Positive momentum was sustained on the floor of the Nigerian Exchange (NGX) Limited on Tuesday on the back of selling pressure by investors, keeping the bourse afloat by 1.24 per cent at the close of business.

It was observed that all the key sectors of Customs Street closed higher during the trading session, with the industrial goods index being the outperformer after it chalked up 3.36 per cent. The insurance counter appreciated by 1.18 per cent, the energy segment jumped 0.60 per cent, the consumer goods sector grew by 0.49 per cent, and the banking space improved by 0.07 per cent.

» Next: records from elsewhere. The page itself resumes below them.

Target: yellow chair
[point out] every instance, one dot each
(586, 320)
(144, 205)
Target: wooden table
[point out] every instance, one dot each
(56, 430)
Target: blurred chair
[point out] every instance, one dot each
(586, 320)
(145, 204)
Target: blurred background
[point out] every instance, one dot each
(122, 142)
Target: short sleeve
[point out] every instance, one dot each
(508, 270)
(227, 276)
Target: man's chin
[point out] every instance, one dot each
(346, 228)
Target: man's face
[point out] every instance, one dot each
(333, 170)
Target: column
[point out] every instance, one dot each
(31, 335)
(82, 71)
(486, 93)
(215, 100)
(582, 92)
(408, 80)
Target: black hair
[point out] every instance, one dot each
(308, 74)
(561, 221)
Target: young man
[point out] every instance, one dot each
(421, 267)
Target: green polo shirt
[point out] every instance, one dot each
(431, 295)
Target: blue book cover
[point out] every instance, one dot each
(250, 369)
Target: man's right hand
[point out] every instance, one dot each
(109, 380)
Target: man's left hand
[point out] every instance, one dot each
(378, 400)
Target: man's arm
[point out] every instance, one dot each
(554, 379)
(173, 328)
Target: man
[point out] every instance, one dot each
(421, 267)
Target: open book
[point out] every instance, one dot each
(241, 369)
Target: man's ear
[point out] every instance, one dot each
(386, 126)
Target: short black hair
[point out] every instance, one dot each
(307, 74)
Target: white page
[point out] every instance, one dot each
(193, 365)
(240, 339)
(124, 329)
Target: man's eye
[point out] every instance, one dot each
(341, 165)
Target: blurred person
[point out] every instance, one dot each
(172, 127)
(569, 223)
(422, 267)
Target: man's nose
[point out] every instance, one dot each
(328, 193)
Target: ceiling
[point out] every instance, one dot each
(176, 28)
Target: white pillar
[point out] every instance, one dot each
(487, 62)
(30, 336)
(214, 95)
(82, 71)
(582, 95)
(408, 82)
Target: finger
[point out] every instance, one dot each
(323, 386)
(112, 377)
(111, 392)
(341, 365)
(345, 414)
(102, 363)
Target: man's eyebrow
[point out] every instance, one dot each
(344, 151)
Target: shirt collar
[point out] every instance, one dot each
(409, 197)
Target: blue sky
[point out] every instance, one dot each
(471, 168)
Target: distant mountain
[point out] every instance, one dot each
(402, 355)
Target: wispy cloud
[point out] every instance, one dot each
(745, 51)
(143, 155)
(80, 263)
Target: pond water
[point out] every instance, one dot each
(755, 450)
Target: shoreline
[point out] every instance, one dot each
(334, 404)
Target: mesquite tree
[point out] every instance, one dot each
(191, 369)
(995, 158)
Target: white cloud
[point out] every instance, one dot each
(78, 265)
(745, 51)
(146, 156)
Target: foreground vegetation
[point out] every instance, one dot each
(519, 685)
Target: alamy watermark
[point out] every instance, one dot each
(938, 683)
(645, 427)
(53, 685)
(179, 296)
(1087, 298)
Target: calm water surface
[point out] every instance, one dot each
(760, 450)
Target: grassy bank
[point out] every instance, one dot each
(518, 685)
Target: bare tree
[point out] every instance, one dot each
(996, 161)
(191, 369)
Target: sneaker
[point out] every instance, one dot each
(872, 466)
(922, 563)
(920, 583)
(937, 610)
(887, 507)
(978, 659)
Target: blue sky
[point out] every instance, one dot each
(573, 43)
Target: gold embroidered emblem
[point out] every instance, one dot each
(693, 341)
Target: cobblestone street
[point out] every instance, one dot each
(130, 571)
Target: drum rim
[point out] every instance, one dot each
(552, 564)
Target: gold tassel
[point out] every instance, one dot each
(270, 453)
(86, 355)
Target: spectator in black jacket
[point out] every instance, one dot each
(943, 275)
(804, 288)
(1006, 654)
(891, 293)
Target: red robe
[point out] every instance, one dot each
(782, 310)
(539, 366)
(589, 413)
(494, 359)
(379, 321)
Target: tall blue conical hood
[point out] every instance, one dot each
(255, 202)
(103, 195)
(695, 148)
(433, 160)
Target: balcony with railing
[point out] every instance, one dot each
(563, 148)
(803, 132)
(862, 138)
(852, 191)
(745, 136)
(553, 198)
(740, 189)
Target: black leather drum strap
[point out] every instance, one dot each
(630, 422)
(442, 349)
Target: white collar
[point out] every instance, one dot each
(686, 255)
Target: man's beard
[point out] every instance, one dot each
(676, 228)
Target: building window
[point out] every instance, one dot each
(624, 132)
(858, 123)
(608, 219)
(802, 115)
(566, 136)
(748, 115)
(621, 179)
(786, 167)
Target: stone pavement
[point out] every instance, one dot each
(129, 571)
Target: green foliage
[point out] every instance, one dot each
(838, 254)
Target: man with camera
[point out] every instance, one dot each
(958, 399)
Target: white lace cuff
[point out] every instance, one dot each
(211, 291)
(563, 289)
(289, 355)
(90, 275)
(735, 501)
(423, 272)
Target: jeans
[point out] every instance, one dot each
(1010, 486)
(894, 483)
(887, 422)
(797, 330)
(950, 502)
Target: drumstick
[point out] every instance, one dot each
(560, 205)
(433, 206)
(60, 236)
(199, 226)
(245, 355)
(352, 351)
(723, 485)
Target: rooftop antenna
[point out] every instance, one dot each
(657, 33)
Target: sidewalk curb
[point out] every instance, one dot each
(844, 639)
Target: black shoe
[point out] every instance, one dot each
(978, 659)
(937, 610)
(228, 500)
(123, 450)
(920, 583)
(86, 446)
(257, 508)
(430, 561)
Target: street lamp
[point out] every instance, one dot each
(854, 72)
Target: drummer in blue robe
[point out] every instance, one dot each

Consequently, the All-Share Index (ASI) went up by 2,905.05 points to 237,083.28 points from 234,178.23 points, and the market capitalisation added N1.865 trillion to close at N152.136 trillion compared with the previous day’s N150.271 trillion.

Zichis and Cadbury Nigeria gained 10.00 per cent each yesterday to sell for N26.62 and N61.60, respectively, NAHCO appreciated by 9.99 per cent to N147.00, DAAR Communications increased by 9.94 per cent to N1.99, and Caverton soared by 9.90 per cent to N5.55.

On the flip side, Critical Minerals Financing Corp (formerly Deap Capital) lost 10.00 per cent to trade at N3.33, Trans-Nationwide Express declined by 10.00 per cent to N2.70, Fortis Global Insurance also weakened by 10.00 per cent to N2.61, Ecobank crashed by 9.98 per cent to N85.70, and Mecure fell by 9.96 per cent to N85.45.

The activity level was down during the trading day after market participants traded 493.7 million equities valued at N28.0 billion in 49,969 deals compared with 538.6 million equities worth N38.7 billion completed in 64,065 deals on Monday, showing a decline in the trading volume, value, and number of deals by 8.34 per cent, 27.65 per cent, and 22.00 per cent, respectively.

Zenith Bank was the busiest stock yesterday, trading 94.3 million units worth N9.9 billion. Fidelity Bank transacted 32.6 million units valued at N587.4 million, Sterling Holdings exchanged 28.6 million units for N218.1 million, Linkage Assurance sold 18.9 million units worth N28.6 million, and Jaiz Bank traded 15.3 million units valued at N123.6 million.